As we are likely to be in the same fight as the supplier of most of the systems and consumables that the ADF uses, resupply will be (at best) uncertain when it is most needed. Solutions such as stockpiling, and/or the greater alignment with the United States and their supply chains, have been promoted as options. Whilst these strategies may have a short-term benefit, they are unlikely to be successful during a prolonged conflict.
The current war in Ukraine has starkly demonstrated that Australia needs more manufacturing. We need to be able to produce the systems and consumables that we will need in volume. We need to be more resilient and more self-reliant than we currently are. We need to show a potential adversary that we will be able to sustain our effort over the long haul. As stated by the US Undersecretary of Defense Acquisition and Sustainment in October 2023, “production itself is deterrence. It’s as simple as that”.
The difficulty arises in that we currently don’t have the manufacturing capability and capacity that we are likely to need. It needs to be developed. As it will cost, prioritisation of investment is necessary. Prioritisation decisions need to be made primarily on strategic, rather than economic, criteria. We need to explicitly address the risks and vulnerabilities that we face rather than pretend that others will help us through the crisis.
The DIDS does not do this. It does not lay a foundation for the development of the defence industry that we need, at the scale that we might need it. Artificially reducing the number of headline Sovereign Defence Industry Priorities by folding everything into seven buckets does not prioritise, does not improve manufacturing, does not improve resilience, and does not provide deterrence. Nothing is a priority when everything is a priority.
There needs to be a more granular linkage between capability and criticality (risk).
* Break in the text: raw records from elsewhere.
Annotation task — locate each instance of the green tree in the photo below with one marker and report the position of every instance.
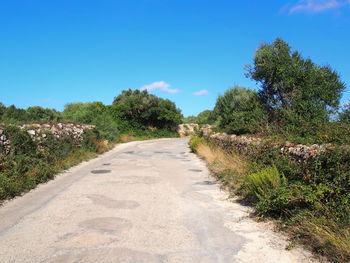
(37, 113)
(239, 111)
(294, 89)
(95, 113)
(344, 115)
(2, 110)
(141, 109)
(206, 117)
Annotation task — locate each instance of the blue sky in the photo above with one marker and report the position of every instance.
(55, 52)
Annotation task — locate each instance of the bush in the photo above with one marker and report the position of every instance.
(259, 185)
(194, 142)
(239, 111)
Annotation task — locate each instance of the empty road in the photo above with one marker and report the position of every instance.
(150, 201)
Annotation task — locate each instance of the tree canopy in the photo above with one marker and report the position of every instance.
(142, 108)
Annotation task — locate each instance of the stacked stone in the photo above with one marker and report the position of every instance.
(37, 131)
(187, 129)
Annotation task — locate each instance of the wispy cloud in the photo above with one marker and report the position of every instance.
(49, 101)
(201, 92)
(159, 85)
(315, 6)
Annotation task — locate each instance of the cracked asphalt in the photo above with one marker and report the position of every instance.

Four bands of criticality (linked to the mitigation of strategic risk) can be envisaged: the critical, the nearly-but-not-quite critical, the important, and the not-so-important. This would enable the policy levers available to government for industrial development, of which there are many, to be tailored to align with the assessed risk. The greater the risk, the more focused and “hands-on” the potential intervention.
And the Commonwealth Procurement Rules, that arbiter of value-for-money, need to be amended to place greater emphasis on the strategic value of critical capabilities. It makes a mockery of strategic-based decision-making when such considerations are subordinated to an economic rationale that is inconsistent with the prevailing geopolitical circumstances.
In this way the Government can drive towards the development of domestic industry capability and capacity that is likely to be of greatest value should major conflict occur.
More of the same in the industrial space, which we what we are getting, is demonstrably an inadequate response to our current circumstances. The world has moved on. The world is watching.
The development of a visible, vibrant, innovative, and capable industry sector, a sector able to design, manufacture and upgrade critical capabilities, is important. Without that, there can be no deterrence.
Graeme Dunk has completed a PhD into defence industry sovereignty at the Strategic and Defence Studies Centre, Australian National University and is Head of Strategy at Shoal Group, a defence-oriented company.
This article was published by Strategic Analysis Australia on April 15, 2024.